Solving fake coin Problems

Description:

There are eight silver coins a B c d E F G H. It is known that one of them is a counterfeit coin. Its weight is different from that of the real coin, but it is lighter or heavier, how to Use the balance to determine which counterfeit currency is used at least, and learn that the counterfeit currency is lighter or heavier than the real currency.

Solution, we can use a decision tree (demo-tree) to help solve the problem by using an analysis and tree chart.
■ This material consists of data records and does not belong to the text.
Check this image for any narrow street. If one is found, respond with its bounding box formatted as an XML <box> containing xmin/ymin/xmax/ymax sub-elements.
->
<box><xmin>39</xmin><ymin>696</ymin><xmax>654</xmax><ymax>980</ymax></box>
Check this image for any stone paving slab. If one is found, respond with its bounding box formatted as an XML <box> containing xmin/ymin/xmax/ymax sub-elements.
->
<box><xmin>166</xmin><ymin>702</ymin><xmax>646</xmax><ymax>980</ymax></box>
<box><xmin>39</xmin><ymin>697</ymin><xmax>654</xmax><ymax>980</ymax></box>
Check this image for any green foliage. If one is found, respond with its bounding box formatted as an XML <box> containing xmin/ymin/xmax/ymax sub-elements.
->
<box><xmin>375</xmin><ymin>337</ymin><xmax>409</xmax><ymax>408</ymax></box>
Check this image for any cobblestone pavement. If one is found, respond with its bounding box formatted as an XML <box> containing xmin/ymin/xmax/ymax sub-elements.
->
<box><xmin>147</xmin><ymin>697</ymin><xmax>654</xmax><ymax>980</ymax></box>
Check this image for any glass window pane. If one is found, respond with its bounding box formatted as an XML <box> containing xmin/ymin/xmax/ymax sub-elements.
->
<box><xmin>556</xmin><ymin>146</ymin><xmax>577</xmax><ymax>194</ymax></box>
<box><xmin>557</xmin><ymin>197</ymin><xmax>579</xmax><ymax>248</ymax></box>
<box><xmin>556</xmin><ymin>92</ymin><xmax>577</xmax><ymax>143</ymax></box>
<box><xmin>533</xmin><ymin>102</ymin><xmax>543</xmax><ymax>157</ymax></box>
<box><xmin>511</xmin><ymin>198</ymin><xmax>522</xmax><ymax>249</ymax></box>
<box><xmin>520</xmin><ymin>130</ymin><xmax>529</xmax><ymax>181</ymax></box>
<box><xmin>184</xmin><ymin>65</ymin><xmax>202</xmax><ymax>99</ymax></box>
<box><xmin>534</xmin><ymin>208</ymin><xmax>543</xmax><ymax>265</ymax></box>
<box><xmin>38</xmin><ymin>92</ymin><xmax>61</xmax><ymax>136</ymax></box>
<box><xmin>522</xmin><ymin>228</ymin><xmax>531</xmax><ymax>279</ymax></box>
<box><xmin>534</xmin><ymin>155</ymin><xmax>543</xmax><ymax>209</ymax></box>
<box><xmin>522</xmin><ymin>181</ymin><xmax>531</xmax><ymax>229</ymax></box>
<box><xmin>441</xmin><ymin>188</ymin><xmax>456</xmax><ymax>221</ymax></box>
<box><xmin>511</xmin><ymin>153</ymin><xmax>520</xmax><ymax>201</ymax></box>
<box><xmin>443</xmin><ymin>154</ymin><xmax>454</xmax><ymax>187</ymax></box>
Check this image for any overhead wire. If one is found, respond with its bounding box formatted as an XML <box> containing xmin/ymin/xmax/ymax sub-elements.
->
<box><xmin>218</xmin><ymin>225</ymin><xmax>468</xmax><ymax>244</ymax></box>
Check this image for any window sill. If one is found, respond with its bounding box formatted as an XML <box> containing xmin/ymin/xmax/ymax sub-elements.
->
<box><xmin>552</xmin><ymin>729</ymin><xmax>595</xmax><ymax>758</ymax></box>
In a simple situation, we compare A + B + C with D + E + F. If they are equal, the counterfeit currency must be g or H, we first compare g or H which is heavier, if G is heavier, then compare with a (A is the real currency), if G is equal to a, then G is the real currency, then H is the counterfeit currency, because H is lighter than G and G is the real currency, H is lighter than the real currency.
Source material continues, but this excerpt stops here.